Nusselder and Looman 2010), is not available in addhaz.
Nonetheless, in addhaz these interactions can be estimated by
including full interaction terms between chronic conditions and age
groups.
Although the parameter estimates of the binomial additive hazard model can also be obtained with the R package logbin, the contribution of diseases to the disability prevalence is not provided, since logbin was not developed with focus on the attribution method. Therefore, for analysis aimed at the attribution of disability to diseases, we recommend the use of addhaz. For multinomial outcomes, no other software is available to fit the multinomial additive hazard model and to calculate the contributions, to our knowledge.
One could argue that instead of using the multinomial model, two binomial models could be fitted: (i) no x mild disability; and (ii) no x severe disability. Although this is indeed possible, with a minor loss of precision (larger standard errors) for the parameter estimates when the reference category (“no disability", in our example) is the most frequent category in the population (which is the case for the subset of the BNHS used here, as 67% were not disabled, 13% reported mild disability, and 20% were severely disabled) (Agresti 2002), the prevalence of the various disability categories do not sum to 100%, as can be observed in a previous study that assessed the difference in the mild and severe disability burden using two binomial models (R. Yokota et al. 2015).

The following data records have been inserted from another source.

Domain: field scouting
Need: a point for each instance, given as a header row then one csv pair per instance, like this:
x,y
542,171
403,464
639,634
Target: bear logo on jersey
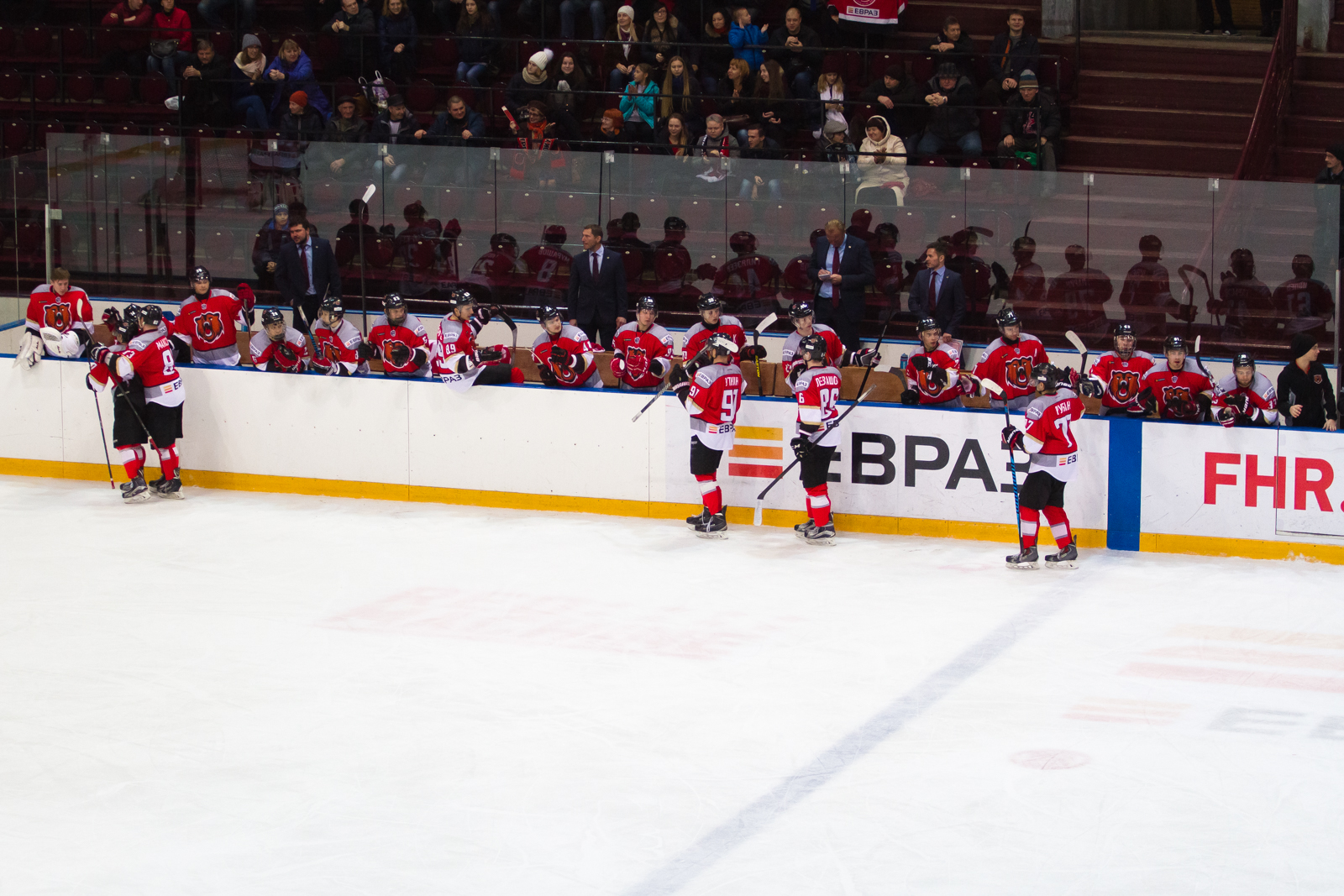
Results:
x,y
210,325
58,316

Different models with different options were presented using addhaz, showing a wide possibility of application to the users. One example is the investigation of the role of multimorbidity on the disability prevalence, which was assessed by the inclusion of two-way interactions between diseases in the model, as presented in model 2. Even though the examples only included the combination of two diseases, higher order interactions can also be included in the models, with the sample size being the limiting factor. In addition, since the prevalence of chronic conditions tends to increase over age, the model parameterization to include interactions between diseases and age groups was also shown for the binary (models 3 and 4) and multinomial disability outcomes (model 7). Although age group was used as the stratification variable to estimate the disabling impacts of the diseases and background, other variables can be used, such as education attainment and sex.

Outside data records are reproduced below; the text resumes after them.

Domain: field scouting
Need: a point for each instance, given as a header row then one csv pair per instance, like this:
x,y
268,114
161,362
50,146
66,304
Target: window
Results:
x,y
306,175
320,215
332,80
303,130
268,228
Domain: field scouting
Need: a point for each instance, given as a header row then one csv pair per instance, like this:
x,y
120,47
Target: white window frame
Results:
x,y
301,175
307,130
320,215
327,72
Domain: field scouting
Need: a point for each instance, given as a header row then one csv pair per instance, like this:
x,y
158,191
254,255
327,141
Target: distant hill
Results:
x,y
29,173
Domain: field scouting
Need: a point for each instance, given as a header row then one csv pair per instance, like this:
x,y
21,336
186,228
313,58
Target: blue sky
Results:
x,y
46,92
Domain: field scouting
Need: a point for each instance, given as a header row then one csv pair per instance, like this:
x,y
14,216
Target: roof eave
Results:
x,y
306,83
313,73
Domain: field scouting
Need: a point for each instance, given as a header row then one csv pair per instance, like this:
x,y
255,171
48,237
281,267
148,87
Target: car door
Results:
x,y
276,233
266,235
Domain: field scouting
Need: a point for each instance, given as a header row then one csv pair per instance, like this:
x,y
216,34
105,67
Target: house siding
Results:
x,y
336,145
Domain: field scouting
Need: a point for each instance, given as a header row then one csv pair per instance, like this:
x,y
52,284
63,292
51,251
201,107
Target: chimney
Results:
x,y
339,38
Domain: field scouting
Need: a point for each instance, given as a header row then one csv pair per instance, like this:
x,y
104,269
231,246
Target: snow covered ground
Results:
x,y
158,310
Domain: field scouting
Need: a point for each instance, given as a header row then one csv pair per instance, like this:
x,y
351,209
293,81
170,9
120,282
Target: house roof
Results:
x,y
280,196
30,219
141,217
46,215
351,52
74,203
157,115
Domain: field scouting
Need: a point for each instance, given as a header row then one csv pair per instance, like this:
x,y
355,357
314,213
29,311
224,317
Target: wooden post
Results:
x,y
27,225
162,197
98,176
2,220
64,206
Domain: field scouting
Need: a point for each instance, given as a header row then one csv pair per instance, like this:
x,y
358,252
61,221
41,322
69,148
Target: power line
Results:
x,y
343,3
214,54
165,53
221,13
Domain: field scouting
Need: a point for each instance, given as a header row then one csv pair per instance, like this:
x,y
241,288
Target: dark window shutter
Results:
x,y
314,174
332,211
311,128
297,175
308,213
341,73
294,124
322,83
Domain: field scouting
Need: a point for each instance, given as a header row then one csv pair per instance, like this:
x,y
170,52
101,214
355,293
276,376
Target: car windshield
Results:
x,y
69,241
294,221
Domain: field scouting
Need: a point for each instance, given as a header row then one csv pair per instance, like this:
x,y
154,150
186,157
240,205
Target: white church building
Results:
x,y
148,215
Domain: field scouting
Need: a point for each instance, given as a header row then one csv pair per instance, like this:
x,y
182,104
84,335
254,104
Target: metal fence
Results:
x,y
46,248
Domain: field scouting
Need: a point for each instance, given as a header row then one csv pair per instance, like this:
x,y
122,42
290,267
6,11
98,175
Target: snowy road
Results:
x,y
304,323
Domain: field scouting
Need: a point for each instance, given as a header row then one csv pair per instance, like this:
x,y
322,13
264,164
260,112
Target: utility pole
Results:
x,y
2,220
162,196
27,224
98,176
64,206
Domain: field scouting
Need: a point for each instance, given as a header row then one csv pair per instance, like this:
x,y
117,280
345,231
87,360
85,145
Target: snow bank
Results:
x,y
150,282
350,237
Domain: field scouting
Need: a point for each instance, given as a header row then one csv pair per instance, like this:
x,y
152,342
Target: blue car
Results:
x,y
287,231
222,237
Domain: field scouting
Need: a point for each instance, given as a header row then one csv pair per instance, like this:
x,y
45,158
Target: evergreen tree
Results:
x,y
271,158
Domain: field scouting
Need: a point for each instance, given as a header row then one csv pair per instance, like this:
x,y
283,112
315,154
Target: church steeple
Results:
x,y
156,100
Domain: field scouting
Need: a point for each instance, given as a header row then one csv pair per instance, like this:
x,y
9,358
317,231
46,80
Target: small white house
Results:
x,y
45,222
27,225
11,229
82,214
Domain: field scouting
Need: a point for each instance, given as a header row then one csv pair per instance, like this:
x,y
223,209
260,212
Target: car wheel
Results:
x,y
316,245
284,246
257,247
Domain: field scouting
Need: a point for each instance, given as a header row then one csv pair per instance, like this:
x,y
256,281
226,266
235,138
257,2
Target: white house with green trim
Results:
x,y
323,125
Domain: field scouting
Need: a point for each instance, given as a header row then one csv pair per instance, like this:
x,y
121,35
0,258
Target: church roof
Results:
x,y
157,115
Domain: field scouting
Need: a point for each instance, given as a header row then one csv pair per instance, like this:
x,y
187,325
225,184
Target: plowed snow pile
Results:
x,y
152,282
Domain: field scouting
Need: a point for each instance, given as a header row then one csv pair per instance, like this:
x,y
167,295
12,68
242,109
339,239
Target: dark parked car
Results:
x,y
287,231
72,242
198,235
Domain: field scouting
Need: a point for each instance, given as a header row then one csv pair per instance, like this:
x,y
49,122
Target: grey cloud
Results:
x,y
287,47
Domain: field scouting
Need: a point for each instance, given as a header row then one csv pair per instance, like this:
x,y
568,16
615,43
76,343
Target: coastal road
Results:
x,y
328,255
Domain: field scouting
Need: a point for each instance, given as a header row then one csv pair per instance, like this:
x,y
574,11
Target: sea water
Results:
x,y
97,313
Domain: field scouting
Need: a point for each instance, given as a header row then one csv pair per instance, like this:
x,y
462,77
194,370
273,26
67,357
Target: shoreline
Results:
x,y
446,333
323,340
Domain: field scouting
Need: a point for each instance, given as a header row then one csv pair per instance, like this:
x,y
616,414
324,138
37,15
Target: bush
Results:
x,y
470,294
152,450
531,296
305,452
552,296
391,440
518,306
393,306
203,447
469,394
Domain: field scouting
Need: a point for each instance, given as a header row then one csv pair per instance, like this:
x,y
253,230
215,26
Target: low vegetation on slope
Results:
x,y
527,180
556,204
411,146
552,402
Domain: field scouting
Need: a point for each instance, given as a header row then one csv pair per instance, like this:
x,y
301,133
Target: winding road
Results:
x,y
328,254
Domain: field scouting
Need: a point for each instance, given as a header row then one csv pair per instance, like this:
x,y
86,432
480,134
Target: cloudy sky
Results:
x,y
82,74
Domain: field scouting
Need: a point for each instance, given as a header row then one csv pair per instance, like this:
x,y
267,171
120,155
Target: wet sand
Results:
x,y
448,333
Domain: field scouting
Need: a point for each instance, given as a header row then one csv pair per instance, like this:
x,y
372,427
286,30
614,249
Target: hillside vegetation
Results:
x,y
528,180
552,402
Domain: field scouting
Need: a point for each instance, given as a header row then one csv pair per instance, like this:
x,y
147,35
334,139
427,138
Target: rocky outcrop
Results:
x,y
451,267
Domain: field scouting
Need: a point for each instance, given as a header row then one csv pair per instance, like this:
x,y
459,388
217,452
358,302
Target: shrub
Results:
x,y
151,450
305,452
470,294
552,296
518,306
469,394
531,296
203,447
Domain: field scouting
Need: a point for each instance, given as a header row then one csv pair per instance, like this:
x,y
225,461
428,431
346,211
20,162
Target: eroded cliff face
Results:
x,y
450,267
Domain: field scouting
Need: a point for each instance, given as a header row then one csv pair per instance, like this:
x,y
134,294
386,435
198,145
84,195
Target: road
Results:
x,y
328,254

Furthermore, we illustrated how the likelihood ratio test (LRT) can
be performed for model selection using the function LRTest.
The LRT can be also performed for model selection with the multinomial
additive hazard model.
The attribution method has some limitations that should be considered. The main limitation of the method is the causality assumption. Although a causal relationship between diseases and disability is plausible and has been proposed in several disability models (Verbrugge and Jette 1994), it cannot be assessed with cross-sectional data. As a consequence, disability is incorrectly attributed to diseases when disability occurred before the diseases. Although the parallel option reduces significantly computation time for calculating bootstrap confidence intervals, fitting the multinomial model to high dimensional data can still be time-consuming. For example, the computational time to fit model 7, in a Windows computer Intel(R) Core (TM) i7-4600 CPU with 2.1GHz and 2.7GHz, 8GB (RAM), using the parallel option with 4 cores, was 23.04 hours.

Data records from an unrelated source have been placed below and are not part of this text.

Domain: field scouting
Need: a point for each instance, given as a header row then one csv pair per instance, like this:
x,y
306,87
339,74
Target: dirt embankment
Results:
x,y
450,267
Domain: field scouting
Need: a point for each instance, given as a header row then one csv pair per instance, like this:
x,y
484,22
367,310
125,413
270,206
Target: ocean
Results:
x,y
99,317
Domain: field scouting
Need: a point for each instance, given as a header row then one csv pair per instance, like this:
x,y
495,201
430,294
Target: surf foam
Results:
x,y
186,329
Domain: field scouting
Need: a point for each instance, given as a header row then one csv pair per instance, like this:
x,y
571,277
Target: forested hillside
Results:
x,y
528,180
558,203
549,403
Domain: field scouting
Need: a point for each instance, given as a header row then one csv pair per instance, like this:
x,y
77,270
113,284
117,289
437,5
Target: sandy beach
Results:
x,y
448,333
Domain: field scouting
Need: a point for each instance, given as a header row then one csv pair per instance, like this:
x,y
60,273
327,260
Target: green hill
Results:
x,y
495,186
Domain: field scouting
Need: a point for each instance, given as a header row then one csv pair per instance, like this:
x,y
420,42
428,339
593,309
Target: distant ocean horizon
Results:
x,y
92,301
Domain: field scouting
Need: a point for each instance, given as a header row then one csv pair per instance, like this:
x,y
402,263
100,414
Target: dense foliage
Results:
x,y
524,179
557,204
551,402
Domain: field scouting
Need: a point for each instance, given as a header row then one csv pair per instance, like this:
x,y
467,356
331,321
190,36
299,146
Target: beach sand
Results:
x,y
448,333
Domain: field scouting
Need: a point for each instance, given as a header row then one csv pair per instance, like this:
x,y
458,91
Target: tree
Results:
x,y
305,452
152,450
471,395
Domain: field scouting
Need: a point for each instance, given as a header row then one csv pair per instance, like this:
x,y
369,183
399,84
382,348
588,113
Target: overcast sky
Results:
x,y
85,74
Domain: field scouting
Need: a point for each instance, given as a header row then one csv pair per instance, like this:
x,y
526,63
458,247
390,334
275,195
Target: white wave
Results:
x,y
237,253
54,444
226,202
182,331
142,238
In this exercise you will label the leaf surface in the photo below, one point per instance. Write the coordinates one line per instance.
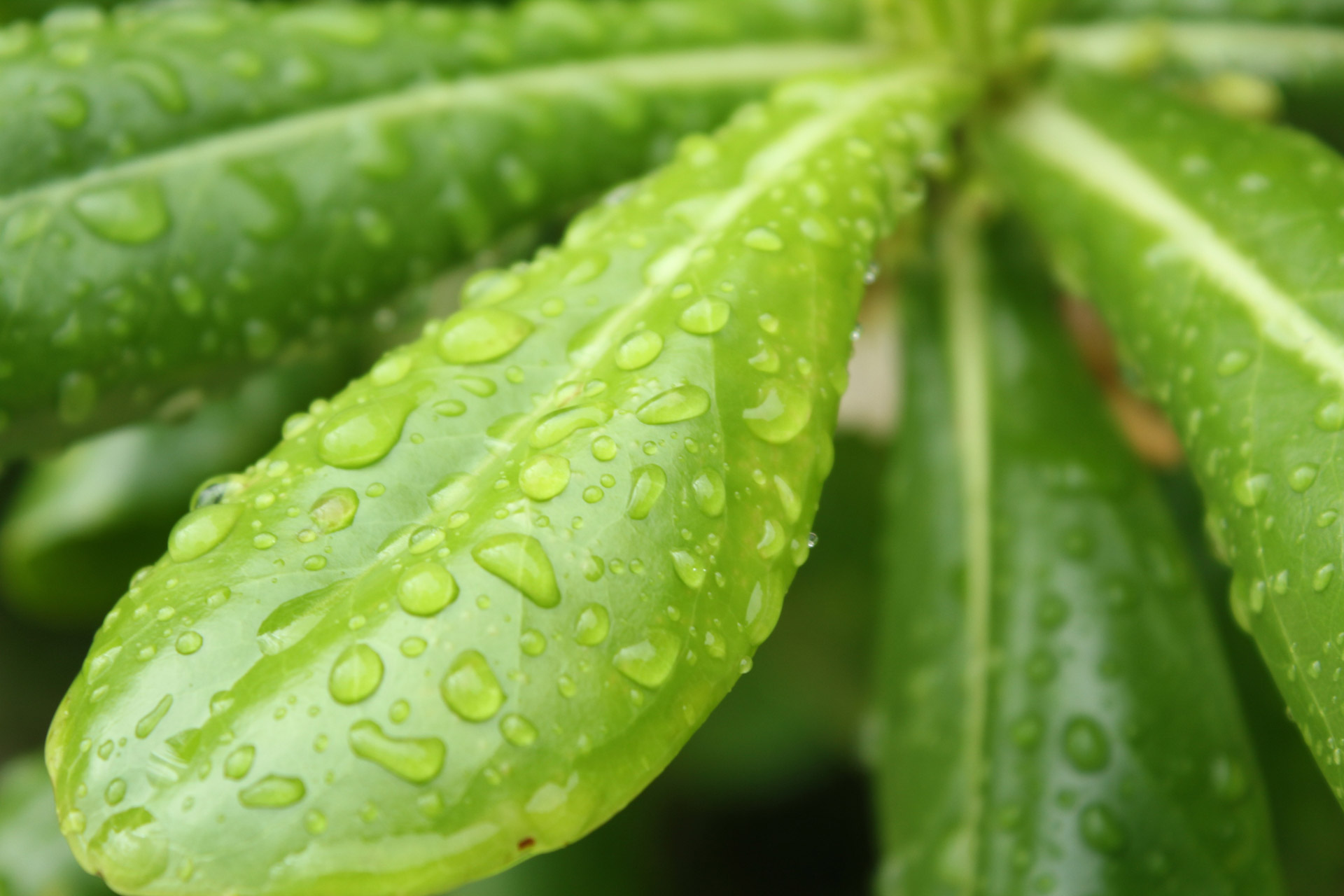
(470, 608)
(1214, 248)
(1057, 710)
(181, 207)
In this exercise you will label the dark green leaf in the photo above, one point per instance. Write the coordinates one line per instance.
(543, 539)
(1214, 248)
(1058, 716)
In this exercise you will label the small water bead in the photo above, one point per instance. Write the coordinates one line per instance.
(202, 531)
(638, 351)
(470, 690)
(355, 675)
(363, 434)
(651, 662)
(426, 589)
(593, 625)
(783, 413)
(335, 510)
(518, 731)
(764, 239)
(706, 317)
(273, 792)
(675, 406)
(521, 561)
(414, 760)
(482, 335)
(239, 762)
(1086, 745)
(545, 476)
(132, 214)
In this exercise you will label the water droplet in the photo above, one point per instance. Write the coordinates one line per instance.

In conclusion, addhaz is a publicly available tool to assess the contribution of chronic conditions to the disability prevalence, using cross-sectional data. The results produced by the tool can be used by policymakers to reduce the disability burden. Future areas of interest to improve the package include the extension of the multinomial model to ordinal responses and alternatives to reduce computation time for high dimensional data.